"O Chega conseguiu colocar o pobre contra o pobre"

No livro "Por dentro do Chega - a face oculta da extrema-direita em Portugal", o jornalista Miguel Carvalho mergulha nos bastidores do partido, desde as suas origens, recorrendo a documentos internos e testemunhos de antigos e atuais dirigentes ou militantes.

Teresa Borges - Antena 1 /

Miguel Carvalho - Facebook

Em entrevista à Antena 1, relata o cenário de “guerra civil interna” que se viveu nos primeiros anos do Chega, o “clima de paranoia” que levou André Ventura a ponderar uma fuga para Marrocos e explica como o partido se está a implementar nas escolas, onde muitas crianças “ainda não votam, mas já têm a narrativa do Chega na ponta da língua”.

“Se o eleitorado do Chega, ou pelo menos uma parte dele, conhecesse a fundo aquilo que é o partido por dentro, jamais votaria num partido como o Chega”, refere Miguel Carvalho, insistindo na necessidade de não se confundir dirigentes, militantes e eleitores. 

“Pela minha experiência, em contacto com centenas e centenas de pessoas que votaram no Chega, tenho um grande respeito por muitas delas, em alguns casos pelas suas histórias de vida”, acrescenta.“Compreendi o que se gerou naquelas cabeças para que a dada altura o Chega parecesse uma opção”.

O jornalista, que investigou ao longo dos últimos cinco anos o partido, relata como, mesmo antes de ser deputado, André Ventura soube capitalizar o sentimento de “descrédito da classe política” e da “falta da palavra dada ao longo de anos”. 

“Foi a zonas do país onde não ia um político há muito tempo. Podia não ter ido lá oferecer grande coisa na altura, não ter propriamente um programa – como acho que ainda hoje não tem – mas as pessoas valorizaram a sua presença e a possibilidade de ter ali alguém que gritaria por elas”, explica Miguel Carvalho. 

Uma aposta que se mantém ainda hoje. “O Chega conseguiu algo que tem, a meu ver, um requinte maquiavélico, mas que é um sinal dos nossos tempos, que é colocar o pobre contra o pobre”, considera o autor.“Pessoas a receber o rendimento social de inserção, mas que não querem que o vizinho do lado, nas mesmas circunstâncias, receba. E o Chega conseguiu, de alguma maneira, harmonizar isto como seu eleitorado, esta inveja do outro”.

O livro aborda também os conflitos internos que marcaram os primeiros anos do partido. “Hoje o partido está muito mais domesticado, mais obediente ao chefe.
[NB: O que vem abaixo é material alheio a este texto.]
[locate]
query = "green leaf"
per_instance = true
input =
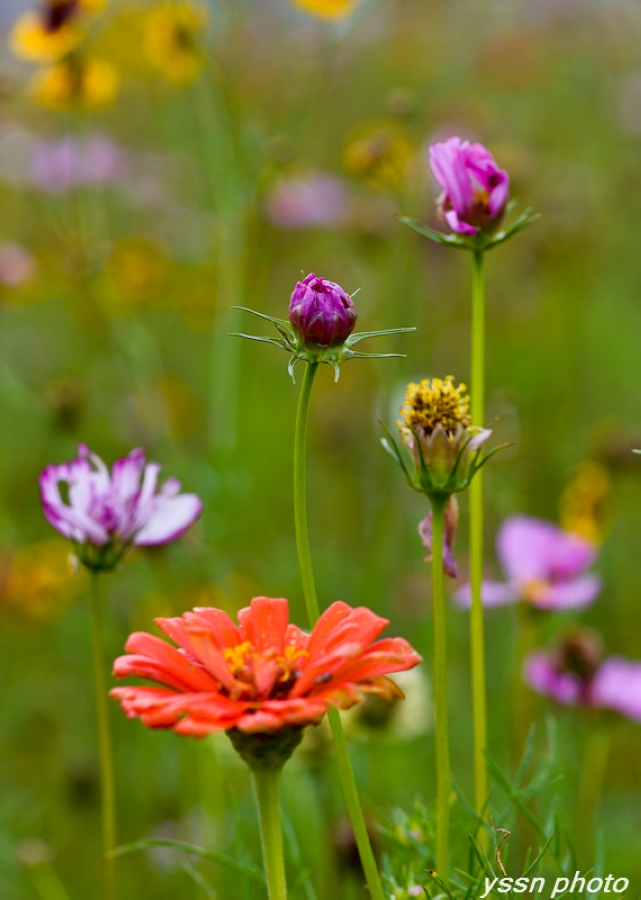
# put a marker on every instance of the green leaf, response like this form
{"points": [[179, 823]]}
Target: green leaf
{"points": [[598, 864], [524, 220], [365, 335], [538, 859], [192, 849], [263, 340], [355, 354], [273, 319], [438, 236], [438, 881], [515, 797], [526, 759], [481, 855]]}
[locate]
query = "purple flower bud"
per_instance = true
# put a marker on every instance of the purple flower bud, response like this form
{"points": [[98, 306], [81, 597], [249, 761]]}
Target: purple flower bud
{"points": [[321, 312]]}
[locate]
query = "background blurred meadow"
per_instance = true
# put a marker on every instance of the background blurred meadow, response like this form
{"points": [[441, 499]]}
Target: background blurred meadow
{"points": [[128, 228]]}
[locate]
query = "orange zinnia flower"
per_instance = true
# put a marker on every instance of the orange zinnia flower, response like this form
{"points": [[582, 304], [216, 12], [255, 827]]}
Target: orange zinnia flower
{"points": [[262, 675]]}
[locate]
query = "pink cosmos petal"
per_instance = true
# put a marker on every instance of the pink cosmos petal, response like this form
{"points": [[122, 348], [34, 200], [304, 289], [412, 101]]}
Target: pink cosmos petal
{"points": [[457, 225], [617, 686], [493, 593], [125, 477], [498, 196], [525, 546], [169, 518], [570, 555], [479, 439], [573, 594], [448, 167], [104, 507], [540, 674]]}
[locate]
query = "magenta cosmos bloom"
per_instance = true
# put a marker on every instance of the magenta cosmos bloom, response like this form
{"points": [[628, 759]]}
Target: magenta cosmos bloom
{"points": [[321, 313], [574, 673], [543, 565], [106, 512], [475, 190]]}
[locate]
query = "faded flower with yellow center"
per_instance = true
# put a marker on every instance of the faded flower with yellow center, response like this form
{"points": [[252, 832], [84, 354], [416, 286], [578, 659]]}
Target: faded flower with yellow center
{"points": [[36, 581], [51, 32], [584, 504], [327, 9], [381, 155], [173, 41], [76, 82], [436, 428]]}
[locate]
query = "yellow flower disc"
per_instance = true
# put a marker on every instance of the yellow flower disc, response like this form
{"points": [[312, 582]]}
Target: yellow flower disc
{"points": [[327, 9], [32, 41], [90, 83], [172, 41]]}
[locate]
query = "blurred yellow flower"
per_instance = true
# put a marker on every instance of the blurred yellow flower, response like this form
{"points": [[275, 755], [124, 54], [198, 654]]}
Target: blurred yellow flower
{"points": [[36, 581], [76, 82], [173, 41], [584, 504], [381, 155], [139, 269], [50, 33], [327, 9]]}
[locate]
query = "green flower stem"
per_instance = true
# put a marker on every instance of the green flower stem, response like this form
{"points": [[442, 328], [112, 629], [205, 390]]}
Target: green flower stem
{"points": [[267, 789], [108, 810], [477, 636], [443, 776], [311, 601], [300, 496], [595, 763]]}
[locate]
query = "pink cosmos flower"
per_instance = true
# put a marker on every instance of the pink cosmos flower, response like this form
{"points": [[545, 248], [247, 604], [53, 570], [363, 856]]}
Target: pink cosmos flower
{"points": [[543, 565], [475, 190], [574, 673], [17, 266], [106, 512], [60, 165]]}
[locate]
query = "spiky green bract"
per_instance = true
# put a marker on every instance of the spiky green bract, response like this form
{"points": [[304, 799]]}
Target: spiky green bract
{"points": [[313, 353], [478, 242], [430, 476]]}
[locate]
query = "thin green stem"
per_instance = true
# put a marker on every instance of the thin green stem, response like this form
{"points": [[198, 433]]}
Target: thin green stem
{"points": [[108, 810], [311, 601], [477, 636], [267, 790], [595, 764], [443, 776], [300, 495]]}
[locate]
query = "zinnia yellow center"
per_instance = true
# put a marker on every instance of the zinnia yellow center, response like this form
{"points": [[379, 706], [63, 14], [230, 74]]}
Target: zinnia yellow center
{"points": [[239, 660], [435, 402]]}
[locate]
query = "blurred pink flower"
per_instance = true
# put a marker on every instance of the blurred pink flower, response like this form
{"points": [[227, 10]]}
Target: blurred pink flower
{"points": [[475, 190], [16, 265], [543, 565], [59, 165], [307, 201], [573, 674], [106, 512]]}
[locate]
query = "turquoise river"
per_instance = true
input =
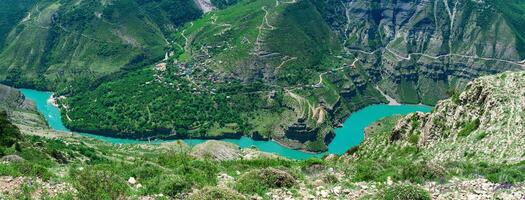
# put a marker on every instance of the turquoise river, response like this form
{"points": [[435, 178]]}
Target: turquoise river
{"points": [[350, 135]]}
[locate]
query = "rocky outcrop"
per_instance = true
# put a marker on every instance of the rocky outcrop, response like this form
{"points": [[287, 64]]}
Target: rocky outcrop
{"points": [[221, 151], [486, 121], [300, 131], [217, 150], [417, 50]]}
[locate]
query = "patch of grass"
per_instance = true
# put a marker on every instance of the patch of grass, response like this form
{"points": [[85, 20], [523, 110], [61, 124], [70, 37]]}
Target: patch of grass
{"points": [[215, 193], [469, 128], [94, 183], [403, 192]]}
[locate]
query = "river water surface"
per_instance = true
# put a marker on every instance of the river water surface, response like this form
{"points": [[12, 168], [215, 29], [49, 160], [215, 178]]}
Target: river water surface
{"points": [[350, 135]]}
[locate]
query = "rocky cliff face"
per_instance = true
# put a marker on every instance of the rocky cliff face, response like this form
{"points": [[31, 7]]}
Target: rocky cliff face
{"points": [[417, 50], [486, 121], [20, 111]]}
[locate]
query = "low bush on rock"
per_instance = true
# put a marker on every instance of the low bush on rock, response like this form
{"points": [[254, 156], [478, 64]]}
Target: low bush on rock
{"points": [[260, 180]]}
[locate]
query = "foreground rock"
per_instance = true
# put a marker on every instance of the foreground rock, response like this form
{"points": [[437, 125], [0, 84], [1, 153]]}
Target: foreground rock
{"points": [[217, 150]]}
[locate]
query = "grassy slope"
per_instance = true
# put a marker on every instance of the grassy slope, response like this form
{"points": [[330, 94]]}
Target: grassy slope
{"points": [[83, 41], [99, 170], [12, 11], [221, 42]]}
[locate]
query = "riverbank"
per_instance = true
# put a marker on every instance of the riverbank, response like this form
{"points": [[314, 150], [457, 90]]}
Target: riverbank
{"points": [[346, 137]]}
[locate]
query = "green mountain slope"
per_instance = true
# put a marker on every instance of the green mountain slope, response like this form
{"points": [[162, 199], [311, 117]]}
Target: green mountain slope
{"points": [[58, 43]]}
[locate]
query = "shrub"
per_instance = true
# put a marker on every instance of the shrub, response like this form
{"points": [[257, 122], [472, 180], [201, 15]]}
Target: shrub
{"points": [[94, 183], [216, 193], [9, 133], [260, 180], [469, 128], [174, 185], [403, 192]]}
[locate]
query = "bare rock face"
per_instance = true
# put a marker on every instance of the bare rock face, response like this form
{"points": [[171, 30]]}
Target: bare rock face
{"points": [[217, 150], [486, 121]]}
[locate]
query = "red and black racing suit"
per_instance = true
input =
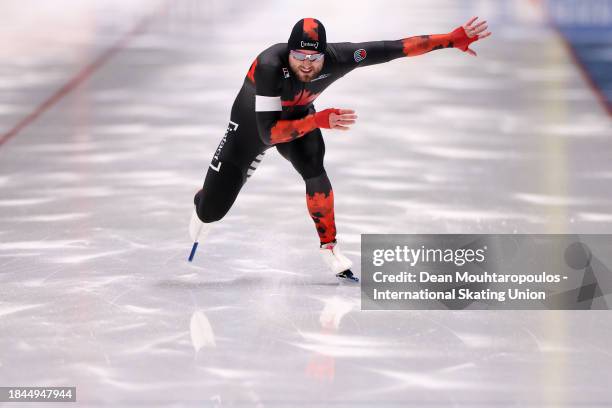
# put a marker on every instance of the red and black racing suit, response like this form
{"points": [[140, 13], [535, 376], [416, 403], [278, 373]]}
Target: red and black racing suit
{"points": [[274, 108]]}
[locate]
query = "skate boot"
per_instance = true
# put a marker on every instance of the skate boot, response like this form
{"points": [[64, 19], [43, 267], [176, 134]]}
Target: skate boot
{"points": [[198, 231], [337, 262]]}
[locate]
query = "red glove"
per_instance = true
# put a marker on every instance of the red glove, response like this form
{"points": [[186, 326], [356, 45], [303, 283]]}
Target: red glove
{"points": [[322, 118], [460, 39]]}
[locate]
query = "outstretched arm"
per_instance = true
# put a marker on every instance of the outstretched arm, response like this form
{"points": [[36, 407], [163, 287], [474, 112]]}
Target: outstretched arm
{"points": [[354, 55], [460, 38]]}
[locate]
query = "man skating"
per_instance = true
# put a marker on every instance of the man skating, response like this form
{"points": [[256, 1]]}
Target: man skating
{"points": [[275, 108]]}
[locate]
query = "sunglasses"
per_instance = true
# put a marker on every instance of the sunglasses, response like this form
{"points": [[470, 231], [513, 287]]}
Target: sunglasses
{"points": [[300, 56]]}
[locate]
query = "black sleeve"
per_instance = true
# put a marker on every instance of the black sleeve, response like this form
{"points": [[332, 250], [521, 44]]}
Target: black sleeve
{"points": [[349, 56]]}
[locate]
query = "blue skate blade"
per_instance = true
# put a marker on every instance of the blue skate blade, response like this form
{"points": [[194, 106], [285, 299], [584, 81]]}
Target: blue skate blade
{"points": [[193, 249]]}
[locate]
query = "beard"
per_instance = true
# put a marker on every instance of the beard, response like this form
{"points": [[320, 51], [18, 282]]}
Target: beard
{"points": [[306, 76]]}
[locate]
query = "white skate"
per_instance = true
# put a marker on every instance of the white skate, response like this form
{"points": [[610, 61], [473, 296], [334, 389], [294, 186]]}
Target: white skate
{"points": [[198, 231], [337, 262]]}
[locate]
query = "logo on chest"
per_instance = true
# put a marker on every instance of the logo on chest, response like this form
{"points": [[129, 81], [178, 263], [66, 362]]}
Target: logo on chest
{"points": [[305, 97]]}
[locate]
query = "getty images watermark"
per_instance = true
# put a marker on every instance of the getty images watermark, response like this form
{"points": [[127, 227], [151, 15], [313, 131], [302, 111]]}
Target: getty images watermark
{"points": [[486, 272]]}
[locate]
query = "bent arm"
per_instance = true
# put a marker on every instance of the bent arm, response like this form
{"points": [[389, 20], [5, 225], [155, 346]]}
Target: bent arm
{"points": [[272, 130]]}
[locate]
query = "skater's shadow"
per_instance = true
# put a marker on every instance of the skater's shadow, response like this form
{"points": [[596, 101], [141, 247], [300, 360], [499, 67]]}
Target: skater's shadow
{"points": [[242, 282], [238, 282]]}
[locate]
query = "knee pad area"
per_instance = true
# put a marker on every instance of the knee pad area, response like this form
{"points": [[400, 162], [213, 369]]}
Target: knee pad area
{"points": [[220, 190]]}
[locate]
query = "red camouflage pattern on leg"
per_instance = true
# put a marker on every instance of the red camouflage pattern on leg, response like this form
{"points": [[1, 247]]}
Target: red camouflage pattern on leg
{"points": [[321, 209]]}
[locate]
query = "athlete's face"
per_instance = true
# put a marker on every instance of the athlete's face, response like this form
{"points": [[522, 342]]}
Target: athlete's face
{"points": [[306, 70]]}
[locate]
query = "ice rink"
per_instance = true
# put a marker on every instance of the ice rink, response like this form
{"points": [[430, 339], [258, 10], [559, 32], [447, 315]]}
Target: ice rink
{"points": [[109, 115]]}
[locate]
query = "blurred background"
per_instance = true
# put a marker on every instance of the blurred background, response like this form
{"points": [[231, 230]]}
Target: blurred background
{"points": [[110, 112]]}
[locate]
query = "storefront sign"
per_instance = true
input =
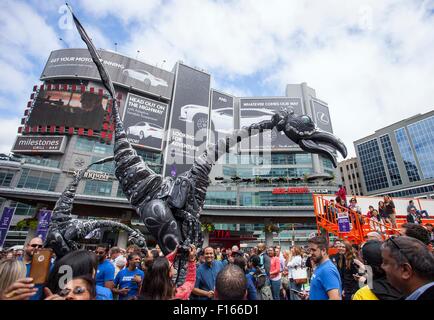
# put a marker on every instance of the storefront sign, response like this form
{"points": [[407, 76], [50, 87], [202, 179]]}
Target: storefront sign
{"points": [[44, 218], [290, 190], [94, 175], [42, 144], [220, 234], [5, 222]]}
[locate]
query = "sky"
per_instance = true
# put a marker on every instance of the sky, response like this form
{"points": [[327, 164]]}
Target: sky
{"points": [[371, 61]]}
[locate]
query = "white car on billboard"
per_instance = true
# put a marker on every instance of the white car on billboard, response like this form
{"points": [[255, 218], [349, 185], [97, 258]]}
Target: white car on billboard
{"points": [[146, 77], [145, 130], [222, 119]]}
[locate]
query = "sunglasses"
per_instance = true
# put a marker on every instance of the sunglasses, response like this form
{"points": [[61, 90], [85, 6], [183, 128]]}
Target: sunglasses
{"points": [[76, 290]]}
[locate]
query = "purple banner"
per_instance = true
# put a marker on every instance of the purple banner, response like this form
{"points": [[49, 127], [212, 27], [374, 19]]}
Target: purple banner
{"points": [[343, 222], [44, 219], [5, 222]]}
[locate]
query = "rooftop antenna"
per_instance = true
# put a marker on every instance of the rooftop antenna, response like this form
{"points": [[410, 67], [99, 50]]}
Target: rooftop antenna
{"points": [[61, 39]]}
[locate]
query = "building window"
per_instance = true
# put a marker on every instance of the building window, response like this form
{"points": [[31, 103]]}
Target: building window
{"points": [[392, 166], [92, 145], [267, 198], [120, 193], [35, 179], [407, 155], [372, 165], [108, 167], [422, 136], [98, 188], [6, 178], [22, 209], [40, 161], [221, 198], [147, 156]]}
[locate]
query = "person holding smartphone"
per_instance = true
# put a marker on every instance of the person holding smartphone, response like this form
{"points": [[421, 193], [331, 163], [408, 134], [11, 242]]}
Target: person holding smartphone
{"points": [[31, 248], [128, 281]]}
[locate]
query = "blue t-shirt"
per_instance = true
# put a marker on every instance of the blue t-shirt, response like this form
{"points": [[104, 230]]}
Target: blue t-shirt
{"points": [[105, 272], [206, 277], [325, 278], [251, 288], [124, 279], [103, 293]]}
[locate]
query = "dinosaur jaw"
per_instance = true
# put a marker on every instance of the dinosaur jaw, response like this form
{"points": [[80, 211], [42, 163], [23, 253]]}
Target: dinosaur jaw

Naqueles primeiros anos, sobretudo até ao final de 2021, tinha alguma contestação interna e alguns opositores que, mesmo não estando em discordância no geral com a direção, consideravam que se estava a caminhar largamente para um clima absolutamente autoritário”, refere Miguel Carvalho. 

Neste período, contam dissidentes do partido ao autor, a gravação de conversas e telefonemas não autorizadas, utilizadas contra adversários internos, era prática recorrente. “Um simples telefonema entre militantes ou entre dirigentes opositores era o pretexto para se gravar a conversa e a conversa sem usada junto da direção para afastar este ou aquele dirigente”, afirma o jornalista, que fala mesmo em matéria de relevância criminal. 

São práticas ilegais. Só de imaginar que um partido como este, à beira de, eventualmente, ganhar umas eleições ou de participar numa governação em coligação, só de um partido com estas práticas pode, por exemplo, ficar com a pasta do Ministério da Administração Interna, que gere os dossiers mais complexos, confidenciais e secretos do governo português, é absolutamente assustador”, reforça o jornalista.

Nas livrarias desde 15 de setembro, o livro “Por dentro do Chega - a face oculta da extrema-direita em Portugal” é lançado este domingo, 21 de setembro, na Casa do Comum, em Lisboa. A apresentação está a cargo de Isabel Duarte, Teresa Violante e Tiago Rodrigues.